9. The display controlling system of claim 7, wherein the pixel is an N bit pixel, and each one of the memory module includes N latches, where N is a positive integer.

10. The display controlling system of claim 7, wherein the memory modules respectively store Red pixel data, Green pixel data and Blue pixel data.

11. The display controlling system of claim 7, wherein the pixel refreshes via a grey level voltage, where the counter signal indicates the grey level voltage.

12. A display controlling method, comprising:

buffering a pixel data;

comparing the pixel data and a counter signal to generate a comparing result signal; and

refreshing a pixel according to the comparing result signal.

13. The display controlling method of claim 12, further comprising shifting the comparing result signal to generate a control signal to control the pixel to refresh or not.

14. The display controlling method of claim 12, wherein the pixel is refreshed when the comparing result signal indicates that the pixel data and the counter signal have the same values.
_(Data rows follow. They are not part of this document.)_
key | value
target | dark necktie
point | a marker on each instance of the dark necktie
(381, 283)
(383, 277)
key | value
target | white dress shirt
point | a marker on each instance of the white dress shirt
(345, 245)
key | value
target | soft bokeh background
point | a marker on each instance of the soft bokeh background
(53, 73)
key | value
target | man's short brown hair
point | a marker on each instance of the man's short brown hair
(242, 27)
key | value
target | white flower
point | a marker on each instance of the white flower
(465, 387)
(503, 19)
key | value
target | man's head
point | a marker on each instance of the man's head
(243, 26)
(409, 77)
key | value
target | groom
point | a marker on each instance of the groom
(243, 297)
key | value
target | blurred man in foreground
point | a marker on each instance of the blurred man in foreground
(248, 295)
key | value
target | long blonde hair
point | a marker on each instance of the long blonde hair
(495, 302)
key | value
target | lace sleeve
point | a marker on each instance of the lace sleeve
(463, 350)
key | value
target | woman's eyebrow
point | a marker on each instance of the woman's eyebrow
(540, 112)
15. The display controlling method of claim 12, wherein the pixel is an N bit pixel and the memory module includes N latches, where N is a positive integer.

16. The display controlling method of claim 12, wherein the pixel is refreshed via a grey level voltage, where the counter signal indicates the grey level voltage.

17. A display controlling method, comprising:

buffering different types of pixel data in a plurality of memory modules;

selecting one of memory modules as a target memory module;

comparing pixel data from the target memory module and a counter signal to generate a comparing result signal; and

refreshing a pixel according to the comparing result signal.

18. The display controlling method of claim 17, further comprising shifting a voltage level of the comparing result signal to generate a control signal to control the pixel to refresh or not.

19. The display controlling method of claim 17, wherein the pixel is refreshed when the comparing result signal indicates that the pixel data and the counter signal have the same values.

20. The display controlling method of claim 17, wherein the pixel is refreshed via a grey level voltage, where the counter signal indicates the grey level voltage.